COMPOSITION DE LA COUR :

L’affaire a été débattue le 23 septembre 2020, en audience publique, devant la Cour composée de :

Mme Brigitte CHOKRON, Présidente de chambre

Mme Laurence LEHMANN, Conseillère

Mme Agnès MARCADE, Conseillère

qui en ont délibéré

Un rapport a été présenté à l’audience dans les conditions prévues par l’article 804 du code de procédure civile.

Greffière lors des débats : Mme Carole TREJAUT

ARRET :

Contradictoire

Par mise à disposition de l’arrêt au greffe de la Cour, les parties en ayant été préalablement avisées dans les conditions prévues au deuxième alinéa de l’article 450 du code de procédure civile

Signé par Mme Brigitte CHOKRON, Présidente, et par Mme Carole TREJAUT, Greffière, présente lors de la mise à disposition.

Vu le jugement contradictoire rendu le 28 janvier 2019 par le tribunal de commerce de Paris qui a :

— débouté la société Puressentiel France de ses demandes en concurrence parasitaire,

— débouté la société Corpus Sanum de ses demandes en concurrence déloyale,

— débouté la société Corpus Sanum de sa demande de dommages-intérêts pour procédure abusive,

— condamné la société Puressentiel France à payer à la société Corpus Sanum la somme de 10.000 euros au titre de l’article 700 du code de procédure civile,

— débouté les parties de leurs demandes autres, plus amples ou contraires,

— condamné la société Puressentiel France aux dépens de l’instance, dont ceux à recouvrer par le greffe, liquidés à la somme de 145,82 euros dont 23,88 euros de TVA.

Vu l’appel de ce jugement interjeté par la société Puressentiel France suivant déclaration d’appel remise au greffe de la cour le 19 février 2019.

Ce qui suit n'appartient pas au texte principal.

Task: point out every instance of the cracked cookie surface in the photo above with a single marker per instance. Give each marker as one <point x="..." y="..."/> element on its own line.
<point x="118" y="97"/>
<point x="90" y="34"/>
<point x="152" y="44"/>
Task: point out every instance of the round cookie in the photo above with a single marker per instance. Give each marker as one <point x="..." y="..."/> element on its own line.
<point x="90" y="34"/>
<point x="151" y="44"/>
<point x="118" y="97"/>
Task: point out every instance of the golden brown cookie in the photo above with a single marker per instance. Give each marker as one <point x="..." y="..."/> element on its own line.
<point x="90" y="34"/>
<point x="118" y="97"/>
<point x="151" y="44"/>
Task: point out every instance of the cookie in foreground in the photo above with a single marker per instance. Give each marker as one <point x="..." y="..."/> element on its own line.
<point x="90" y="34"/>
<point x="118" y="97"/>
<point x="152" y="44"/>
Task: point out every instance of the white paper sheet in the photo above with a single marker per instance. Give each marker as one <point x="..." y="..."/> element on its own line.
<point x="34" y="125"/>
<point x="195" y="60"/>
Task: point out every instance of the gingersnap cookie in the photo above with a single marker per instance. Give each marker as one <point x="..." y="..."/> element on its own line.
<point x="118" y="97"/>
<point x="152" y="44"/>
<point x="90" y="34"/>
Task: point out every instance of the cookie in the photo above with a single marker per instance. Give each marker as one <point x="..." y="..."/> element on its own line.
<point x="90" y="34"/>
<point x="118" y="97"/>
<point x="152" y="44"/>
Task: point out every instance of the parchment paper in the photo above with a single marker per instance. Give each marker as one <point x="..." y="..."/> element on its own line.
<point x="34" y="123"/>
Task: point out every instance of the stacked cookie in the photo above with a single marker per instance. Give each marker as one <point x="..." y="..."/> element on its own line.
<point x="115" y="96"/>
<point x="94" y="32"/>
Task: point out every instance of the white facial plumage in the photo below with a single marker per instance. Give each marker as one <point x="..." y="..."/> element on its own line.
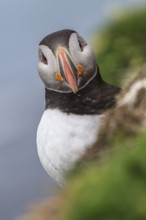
<point x="80" y="55"/>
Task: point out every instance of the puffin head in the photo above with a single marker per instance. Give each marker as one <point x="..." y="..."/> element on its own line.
<point x="66" y="62"/>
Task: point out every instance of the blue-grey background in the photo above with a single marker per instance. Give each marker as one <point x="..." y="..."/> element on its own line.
<point x="22" y="25"/>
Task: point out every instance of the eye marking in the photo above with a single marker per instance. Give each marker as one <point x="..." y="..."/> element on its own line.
<point x="44" y="59"/>
<point x="82" y="43"/>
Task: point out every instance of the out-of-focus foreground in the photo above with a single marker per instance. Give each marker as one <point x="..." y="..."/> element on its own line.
<point x="111" y="185"/>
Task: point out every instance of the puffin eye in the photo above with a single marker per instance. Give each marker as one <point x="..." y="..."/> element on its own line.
<point x="44" y="59"/>
<point x="82" y="43"/>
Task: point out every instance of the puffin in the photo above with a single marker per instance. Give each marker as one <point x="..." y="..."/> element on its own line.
<point x="76" y="98"/>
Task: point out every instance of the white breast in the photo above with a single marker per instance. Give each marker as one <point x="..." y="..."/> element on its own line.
<point x="63" y="138"/>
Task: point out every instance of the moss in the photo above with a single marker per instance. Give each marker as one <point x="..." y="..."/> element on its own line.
<point x="114" y="190"/>
<point x="120" y="47"/>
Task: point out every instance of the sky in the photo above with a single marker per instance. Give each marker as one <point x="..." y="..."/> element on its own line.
<point x="23" y="24"/>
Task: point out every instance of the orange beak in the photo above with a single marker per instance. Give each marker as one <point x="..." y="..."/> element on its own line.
<point x="67" y="69"/>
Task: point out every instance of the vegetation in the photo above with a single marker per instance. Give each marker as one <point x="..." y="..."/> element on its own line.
<point x="121" y="46"/>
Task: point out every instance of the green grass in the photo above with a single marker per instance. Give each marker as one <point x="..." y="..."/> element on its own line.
<point x="121" y="46"/>
<point x="114" y="190"/>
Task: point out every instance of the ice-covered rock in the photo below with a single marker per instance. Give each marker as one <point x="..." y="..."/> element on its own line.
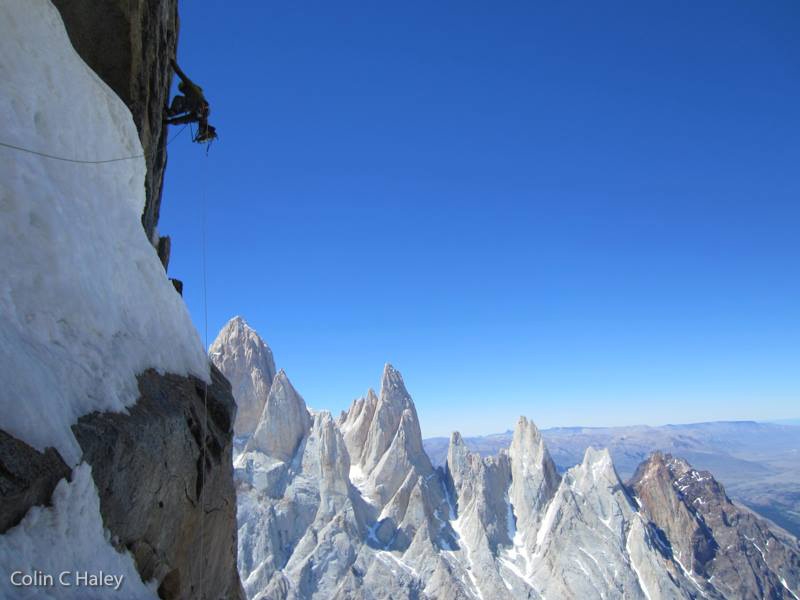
<point x="246" y="361"/>
<point x="534" y="480"/>
<point x="283" y="423"/>
<point x="722" y="547"/>
<point x="358" y="512"/>
<point x="85" y="305"/>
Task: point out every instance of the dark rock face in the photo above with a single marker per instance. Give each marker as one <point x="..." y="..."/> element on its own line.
<point x="734" y="553"/>
<point x="129" y="44"/>
<point x="27" y="478"/>
<point x="159" y="494"/>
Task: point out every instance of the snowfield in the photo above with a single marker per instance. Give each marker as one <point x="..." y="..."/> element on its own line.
<point x="85" y="304"/>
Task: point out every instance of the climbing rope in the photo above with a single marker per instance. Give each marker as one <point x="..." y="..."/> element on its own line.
<point x="83" y="162"/>
<point x="204" y="240"/>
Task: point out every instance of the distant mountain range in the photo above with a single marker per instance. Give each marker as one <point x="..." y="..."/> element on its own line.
<point x="758" y="463"/>
<point x="352" y="508"/>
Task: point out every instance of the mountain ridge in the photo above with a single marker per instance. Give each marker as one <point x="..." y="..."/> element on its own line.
<point x="356" y="509"/>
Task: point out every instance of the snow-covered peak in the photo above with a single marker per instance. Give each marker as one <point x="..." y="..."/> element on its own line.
<point x="534" y="478"/>
<point x="85" y="305"/>
<point x="246" y="360"/>
<point x="283" y="423"/>
<point x="393" y="389"/>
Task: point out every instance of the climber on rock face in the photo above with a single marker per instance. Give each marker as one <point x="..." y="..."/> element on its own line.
<point x="191" y="107"/>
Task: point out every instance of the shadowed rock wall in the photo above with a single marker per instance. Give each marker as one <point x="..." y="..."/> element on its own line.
<point x="129" y="44"/>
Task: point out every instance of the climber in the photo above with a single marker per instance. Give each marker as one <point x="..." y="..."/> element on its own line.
<point x="191" y="107"/>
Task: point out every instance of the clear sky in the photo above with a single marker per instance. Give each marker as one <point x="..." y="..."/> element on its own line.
<point x="585" y="212"/>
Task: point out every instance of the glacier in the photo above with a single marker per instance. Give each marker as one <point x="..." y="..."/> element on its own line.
<point x="352" y="508"/>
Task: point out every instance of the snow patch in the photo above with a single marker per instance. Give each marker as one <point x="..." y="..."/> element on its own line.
<point x="85" y="305"/>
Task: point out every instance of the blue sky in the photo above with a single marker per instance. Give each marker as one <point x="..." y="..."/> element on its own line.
<point x="582" y="212"/>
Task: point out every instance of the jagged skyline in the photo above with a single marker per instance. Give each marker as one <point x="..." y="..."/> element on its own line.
<point x="588" y="215"/>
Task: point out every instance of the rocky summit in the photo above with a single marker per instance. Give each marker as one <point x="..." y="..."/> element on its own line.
<point x="352" y="508"/>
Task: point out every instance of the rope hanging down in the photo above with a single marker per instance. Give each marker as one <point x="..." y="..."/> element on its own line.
<point x="83" y="162"/>
<point x="204" y="239"/>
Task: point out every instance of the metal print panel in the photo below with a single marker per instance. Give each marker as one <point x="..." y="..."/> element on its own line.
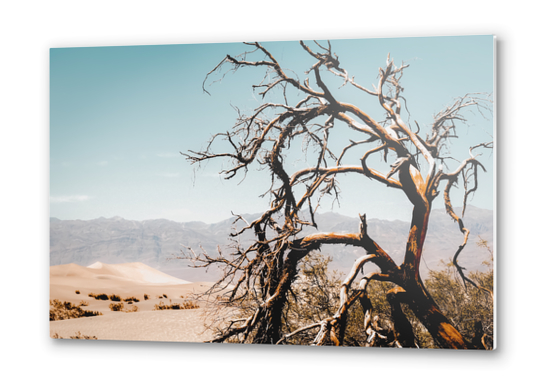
<point x="328" y="193"/>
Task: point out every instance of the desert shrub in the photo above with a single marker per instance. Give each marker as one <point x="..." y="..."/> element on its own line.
<point x="116" y="306"/>
<point x="99" y="296"/>
<point x="66" y="310"/>
<point x="78" y="335"/>
<point x="132" y="299"/>
<point x="186" y="305"/>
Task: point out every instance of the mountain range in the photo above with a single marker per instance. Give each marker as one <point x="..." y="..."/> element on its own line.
<point x="158" y="243"/>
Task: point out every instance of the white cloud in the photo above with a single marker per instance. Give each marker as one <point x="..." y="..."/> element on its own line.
<point x="68" y="199"/>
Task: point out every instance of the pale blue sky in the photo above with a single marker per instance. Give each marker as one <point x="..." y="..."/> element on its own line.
<point x="120" y="116"/>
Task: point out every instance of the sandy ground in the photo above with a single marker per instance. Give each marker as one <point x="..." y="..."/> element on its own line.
<point x="128" y="280"/>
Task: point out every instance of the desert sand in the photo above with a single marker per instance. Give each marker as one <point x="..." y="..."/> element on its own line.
<point x="128" y="280"/>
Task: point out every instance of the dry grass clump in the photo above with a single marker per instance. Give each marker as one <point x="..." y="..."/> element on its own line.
<point x="99" y="296"/>
<point x="132" y="299"/>
<point x="78" y="335"/>
<point x="116" y="306"/>
<point x="119" y="307"/>
<point x="66" y="310"/>
<point x="186" y="305"/>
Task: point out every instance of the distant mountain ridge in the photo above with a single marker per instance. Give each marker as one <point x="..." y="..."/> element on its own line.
<point x="157" y="242"/>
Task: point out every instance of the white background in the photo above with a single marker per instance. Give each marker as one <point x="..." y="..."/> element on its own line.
<point x="28" y="29"/>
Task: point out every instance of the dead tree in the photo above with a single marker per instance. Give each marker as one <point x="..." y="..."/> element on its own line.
<point x="263" y="273"/>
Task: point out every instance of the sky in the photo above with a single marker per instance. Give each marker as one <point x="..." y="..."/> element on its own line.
<point x="120" y="116"/>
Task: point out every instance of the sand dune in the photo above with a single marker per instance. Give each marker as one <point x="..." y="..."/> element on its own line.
<point x="128" y="280"/>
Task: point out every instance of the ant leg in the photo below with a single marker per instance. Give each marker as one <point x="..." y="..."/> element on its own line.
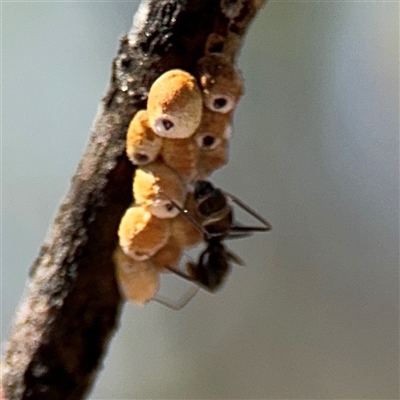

Vu les dernières conclusions (n°3) remises au greffe et notifiées par voie électronique le 5 mars 2020, de la société Puressentiel France (SAS), appelante, qui demande à la cour, au fondement de l’article 1240 du code civil (ancien article 1382 du code civil), d’infirmer le jugement déféré en ses dispositions lui faisant grief et, statuant à nouveau, de :

— la dire et juger recevable et fondée en ses demandes,

— dire et juger que la société Corpus Sanum a commis des actes de concurrence parasitaire en commercialisant les produits Roller massant aux 14 huiles essentielles, Spray aérien Air pur et sain

aux 47 huiles essentielles, Spray aérien Doux rêves aux 15 huiles essentielles et Soin minceur aux 7 huiles essentielles + caféine reprenant l’identité esthétique du Roller articulations et muscles aux 14 huiles essentielles, du Spray aérien assainissant aux 41 huiles essentielles, du Spray aérien aux 12 huiles essentielles et de la Crème Minceur aux 18 huiles essentielles +

caféine de Puressentiel,

En conséquence,

— faire interdiction à la société Corpus Sanum de commercialiser ou d’offrir au public les produits Roller Massant aux 14 huiles essentielles, Spray aérien Air pur et sain aux 47 huiles essentielles, Spray aérien Doux rêves aux 15 huiles essentielles et Soin minceur aux 7 huiles essentielles + caféine sous un conditionnement imitant ceux du Roller articulations et muscles aux 14 huiles essentielles, du Spray aérien assainissant aux 41 huiles essentielles, du Spray aérien aux 12 huiles essentielles de Puressentiel et de la Crème minceur aux 18 huiles essentielles + caféine, sous astreinte de 1.500 euros par infraction constatée à compter de la signification du 'jugement' (sic) à intervenir,

— ordonner la destruction des exemplaires de produits Roller massant aux 14 huiles essentielles, Spray aérien Air pur et sain aux 47 huiles essentielles, Spray aérien Doux rêves aux 15 huiles essentielles et Soin minceur aux 7 huiles essentielles + caféine dans leur conditionnement actuel, sous contrôle d’huissier de justice et aux frais de la société Corpus Sanum, commercialisés par la société Corpus Sanum et actuellement en stock chez ses dépositaires français, sous astreinte de 1.500 euros par jour de retard dans un délai d’un mois à compter de la signification du 'jugement' (sic) à intervenir,

— condamner la société Corpus Sanum à payer à la société Puressentiel France une somme d’un million d’euros (1.000.000 euros) au titre des actes de concurrence parasitaire,

— ordonner l’insertion dans trois (3) journaux au choix de la société Puressentiel France et aux frais de la société Corpus Sanum dans la limite de 7.000 euros H.T. par insertion, du dispositif de l’arrêt à intervenir,

Pour le surplus,

— confirmer le jugement en ce qu’il a jugé que la société Puressentiel France n’a pas commis d’actes de concurrence déloyale au préjudice de la société Corpus Sanum du fait de la publication d’un post sur sa page Facebook le 17 août 2016,

— confirmer le jugement en ce qu’il a jugé que la société Puressentiel France n’a pas agi abusivement en justice,

En conséquence,

— débouter la société Corpus Sanum de l’intégralité de ses demandes,

En tout état de cause,

— condamner la société Corpus Sanum à payer à la société Puressentiel France une somme de cinquante mille euros (50.000 euros ) sur le fondement de l’article 700 du code de procédure civile ainsi qu’aux entiers dépens dont distraction conformément aux dispositions de l’article 699 du code de procédure civile.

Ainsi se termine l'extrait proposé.